Iran officially warns U.S. against accusations of attack on Saudi Aramco

Saudi defence ministry spokesman Colonel Turki bin Saleh al Malki shows pieces of what he said were Iranian cruise missiles and drones recovered from the attack site that targeted Saudi Aramco's facilities 18 September 2019

White House orders Pentagon to offer options as Aramco attack fallout escalates

Iran's economy is already under severe pressure from existing sanctions, though analysts said there were still a number of potential targets for restrictions, including some in the construction sector, additional companies on the Tehran stock exchange and foundations controlled by the regime or Iranian Revolutionary Guard Corps.

Speaking on BBC Radio 4's Today Programme, Dr Fox said he believed it was becoming increasingly clear that Iran is to blame for the attacks.

After enduring a crippling Saudi air campaign since 2015, the Houthis definitely have a motive.

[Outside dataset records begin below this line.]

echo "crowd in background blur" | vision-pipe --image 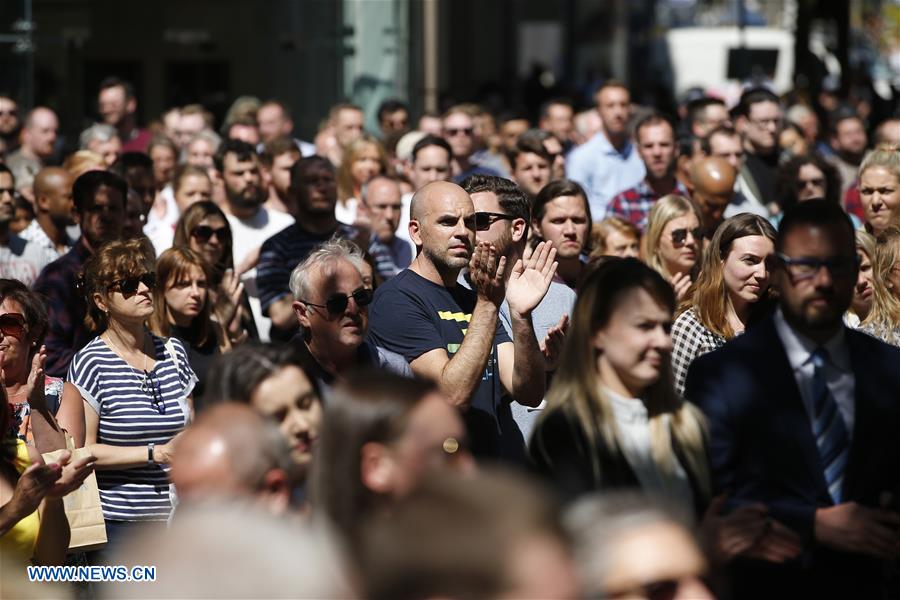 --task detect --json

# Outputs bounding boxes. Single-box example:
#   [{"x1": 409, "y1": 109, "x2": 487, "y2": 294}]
[{"x1": 0, "y1": 71, "x2": 900, "y2": 600}]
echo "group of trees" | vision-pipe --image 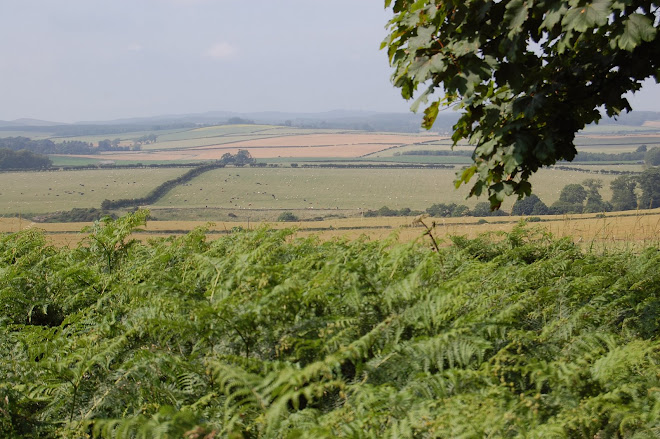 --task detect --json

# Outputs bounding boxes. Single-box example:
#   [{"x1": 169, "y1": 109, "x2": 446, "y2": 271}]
[
  {"x1": 511, "y1": 168, "x2": 660, "y2": 215},
  {"x1": 0, "y1": 148, "x2": 52, "y2": 169},
  {"x1": 220, "y1": 149, "x2": 257, "y2": 166}
]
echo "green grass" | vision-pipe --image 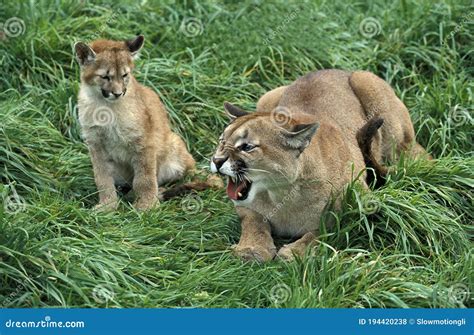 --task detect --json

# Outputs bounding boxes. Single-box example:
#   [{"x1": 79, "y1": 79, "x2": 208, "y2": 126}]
[{"x1": 0, "y1": 0, "x2": 474, "y2": 307}]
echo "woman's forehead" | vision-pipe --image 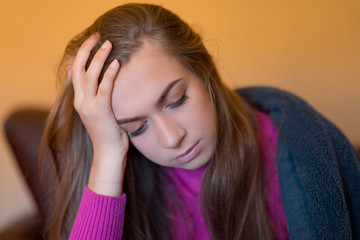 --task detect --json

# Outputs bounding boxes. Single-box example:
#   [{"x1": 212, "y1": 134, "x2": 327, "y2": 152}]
[{"x1": 112, "y1": 42, "x2": 190, "y2": 117}]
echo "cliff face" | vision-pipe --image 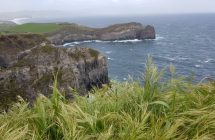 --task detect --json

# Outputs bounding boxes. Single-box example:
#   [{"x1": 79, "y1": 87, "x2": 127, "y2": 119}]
[
  {"x1": 48, "y1": 22, "x2": 155, "y2": 45},
  {"x1": 0, "y1": 35, "x2": 109, "y2": 104}
]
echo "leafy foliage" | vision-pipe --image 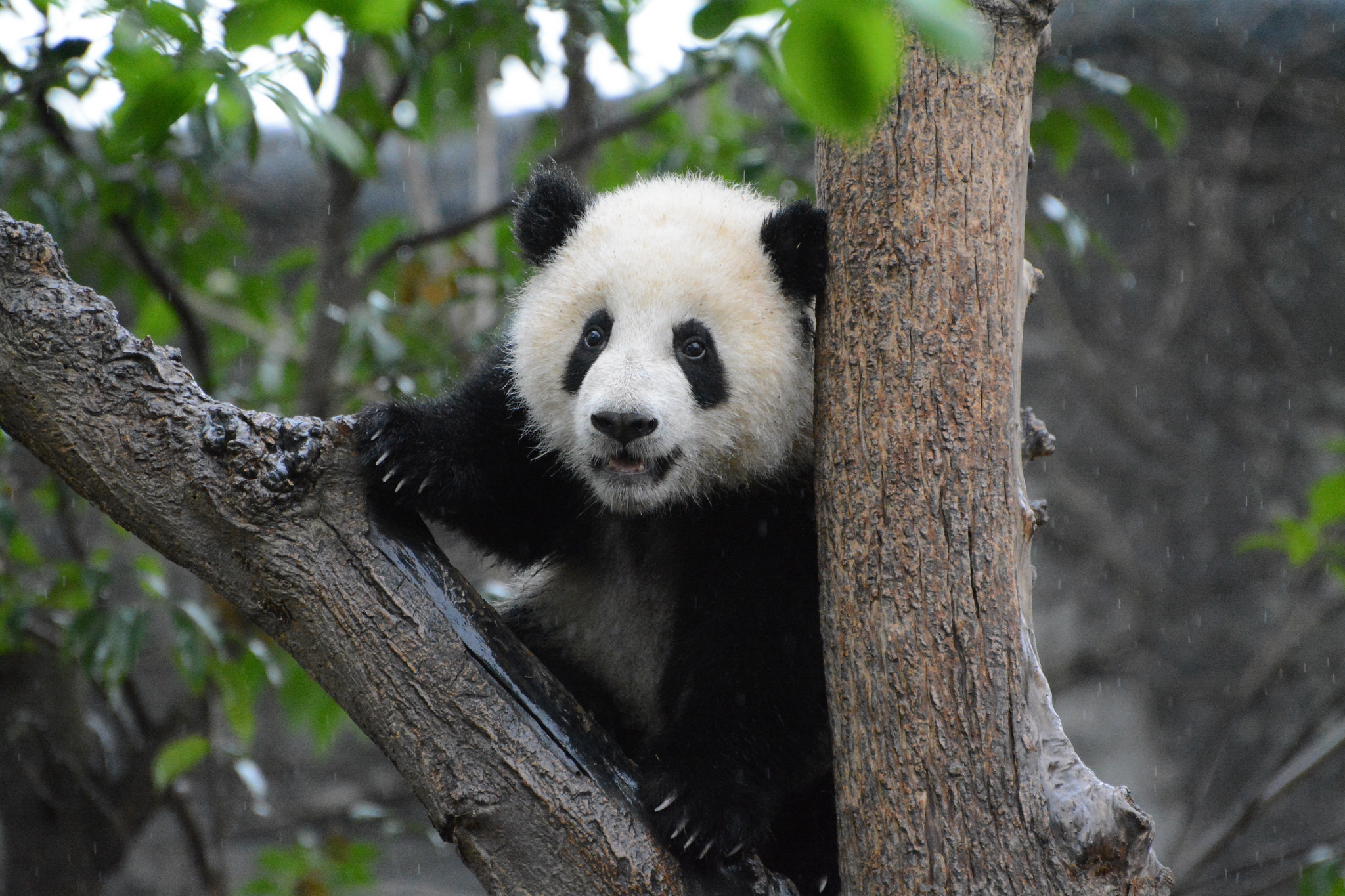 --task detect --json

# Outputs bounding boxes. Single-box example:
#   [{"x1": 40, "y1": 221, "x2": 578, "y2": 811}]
[
  {"x1": 240, "y1": 836, "x2": 378, "y2": 896},
  {"x1": 1032, "y1": 59, "x2": 1186, "y2": 173},
  {"x1": 1298, "y1": 861, "x2": 1345, "y2": 896}
]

American president Donald Trump has pulled the United States out of the nuclear agreement, but Britain has remained in the pact. In 2006, al-Qaeda attempted a failed suicide attack on Abqaiq with explosive-laden vehicles.

The strikes took out half its output, some 6% of global oil production. The Houthis claimed responsibility for this attack.

On 16 October 1987, a Chinese-made Silkworm missile hit a Kuwaiti oil tanker under U.S. protection. "The Saudis were the nation that were attacked. We'll see what happens".

The Houthis certainly have a motive for the latest attacks.

As al-Malki sought to provide that proof, he said the drones and cruise missiles used against Saudi Arabia had originally come from Iran. The drone flew more than 800km into Saudi territory. He stopped short of saying the launch location was in Iran. "It was an assault to the worldwide community - an elaborate attempt to disrupt the global economy and the energy industry". A Saudi official also said plans for the listing of the country's oil giant, Aramco, would continue "as is".

Saudi Arabia's energy minister said Tuesday that 50% of its daily crude oil production that was knocked out by a weekend attack had been restored and that full production is expected by the end of the month. That means oil prices would rise because of worries about more unrest hurting supply.

Earlier this week Saudi Arabia announced it would join the International Maritime Security Construct operating in the Strait of Hormuz - of which the U.S. and Australia are members, in order to support peaceful trade - after high profile stoushes with British tankers in the region. But while major U.S. oil firms would reap windfall profits, if rising oil prices spur a recession, it will hurt Trump's chances for re-election. Tehran has said its delegation could call off a trip to NY if the USA does not issue visas for his delegation "in the next few hours", Iran's state-run ISNA news reported Wednesday afternoon.

The Pentagon is preparing a report on who was responsible and intends to make it public within 48 hours, a US defense official said Tuesday.

The Russian president is expected later this year to travel to Saudi Arabia, a traditional USA ally in the Middle East.

Saudi Arabia has rushed to restore capacity to its oil infrastructure, pledging to fulfill orders despite the attacks. Kono added that, despite "parties such as the USA media claiming that Iran was involved", the government hasn't confirmed Tehran's involvement either.

United States media, citing unnamed U.S. officials, reported on Tuesday that evidence shows Saturday's attacks originated in southwestern Iran.

President Trump said Wednesday that he had directed the U.S. Treasury to "substantially increase" sanctions on Iran amid tensions over attacks on major Saudi Arabian oil facilities.

The views expressed in this article belong to the author and do not necessarily reflect the editorial policy of Middle East Eye.